Entrevista:O Estado inteligente

quinta-feira, novembro 16, 2006

Celso Ming - Ambigüidades petistas




O Estado de S. Paulo
16/11/2006

A crise dos controladores de vôo mostra como o PT e o governo Lula lidam mal com assuntos que envolvem segurança nacional e questões trabalhistas.

Mesmo sabendo que cerca de 80% dos controladores de vôo são militares (sargentos da Força Aérea) submetidos ao esquema de vencimentos e benefícios da Aeronáutica, o presidente Lula e seu ministro da Defesa, Waldir Pires, insistiram em dar ao caso tratamento trabalhista a ponto de determinarem que o ministro do Trabalho, Luiz Marinho, se empenhasse na busca de uma solução. Terça-feira, finalmente, o presidente parece ter entendido que o movimento ameaça subverter a ordem militar e que a crise devesse encontrar uma solução militar e não o nheco-nheco político proposto pelo ministro Waldir Pires.

Mas por que tanta vacilação?Porque, nas questões que envolvem aspectos trabalhistas, o governo PT segue enroscado na suposta ética sindicalista que pune quem eventualmente atrapalhe movimentos dos companheiros que lutam por conquistas ante os patrões e demais exploradores da mais-valia do trabalhador.

Vão dizer agora que, ao dar ao problema tratamento militar, o presidente Lula traiu suas origens e agiu de maneira tão revoltante como um fura-greve ou pelego que faz o jogo patronal.

Mas este é só um entre os temas sobre os quais o PT e o governo Lula mantêm relação de ambigüidade. Por trás dessa coisa mal resolvida está o DNA do PT e das esquerdas brasileiras, que ainda não sabem o que fazer de suas antigas convicções socialistas, mesmo já decorridos 17 anos da queda do Muro de Berlim e da incorporação das duas maiores potências antes socialistas, Rússia e China, à economia global.

Até mesmo os mais recentes documentos oficiais do PT estão eivados de expressões que refletem espíritos aturdidos com o mundo que os cerca.

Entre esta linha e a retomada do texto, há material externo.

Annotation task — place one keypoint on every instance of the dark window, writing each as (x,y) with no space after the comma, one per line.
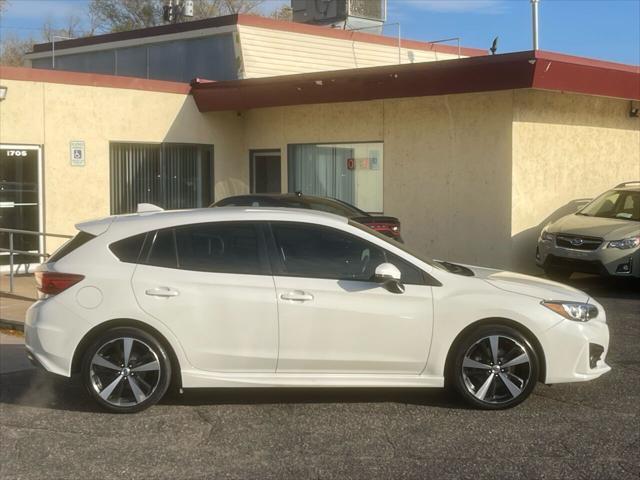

Falam em romper com a sociedade neoliberal, não porque tivessem assumido ideologia social-democrata, que mal ou bem é a que pode contrapor-se ao "pensamento hegemônico", mas porque ainda não se livraram do socialismo à moda antiga. Encaram a globalização não como dado da realidade com o qual conviver, mas como jogo nefasto a projetos que hoje são incapazes de enunciar.

É enorme a lista de temas com os quais o PT e o governo Lula não sabem lidar porque se mantêm travados em suas convicções. Confira alguns deles:

Segurança pública - Embora tenham evoluído em conseqüência das funções de mando que vêm assumindo, os líderes petistas ainda misturam causas da bandidagem com causas da miséria social. Assim, tendem a ver a violência urbana e o crime organizado mais como problema social do que como caso de polícia.

Guerrilha - Para um petista de quatro costados, guerrilheiro é sempre um herói que luta contra a injustiça do sistema capitalista. Não sabe o que fazer ou faz bobagem quando tem de tratar com movimentos guerrilheiros que se envolveram com o narcotráfico, com terrorismo e com o crime organizado, como é o caso das Farc colombianas e do Sendero Luminoso peruano.

Democracia - Para um grande número de líderes do PT, democracia não passa de disfarce adotado pelas potências hegemônicas para continuar a dominação imperialista. Daí, também, a dificuldade para tratar como ditadores chefes de Estado "de esquerda" não eleitos pela população que se perpetuam no poder, como o cubano Fidel Castro e o norte-coreano Kim Jong-il.

Comércio exterior - Tratados comerciais, especialmente com países ricos, a ampliação do comércio exterior e assuntos correlatos são vistos como adesão ao jogo capitalista. Na maioria das vezes, esse contexto ainda vai amarrado a velhas convicções dos tempos da aliança com a burguesia nacional, que pressupunha a defesa do empreendimento nacional contra o capital estrangeiro. O Fundo Monetário Internacional, o Banco Mundial e a Organização Mundial do Comércio não passam para eles de instituições internacionais encarregadas de fazer o jogo das grandes potências.

Privatização - As raízes estatizantes do modelo econômico ainda levam os petistas a verem como "privataria" qualquer projeto de venda de companhias estatais, mesmo quando entendem que o setor público não tem recursos para capitalizar suas empresas. Até mesmo as Parcerias Público Privadas (PPPs) aprovadas no governo Lula são vistas como entrega disfarçada de patrimônio público a interesses de apaniguados pelo sistema, como mostrou a greve dos metroviários acontecida em agosto.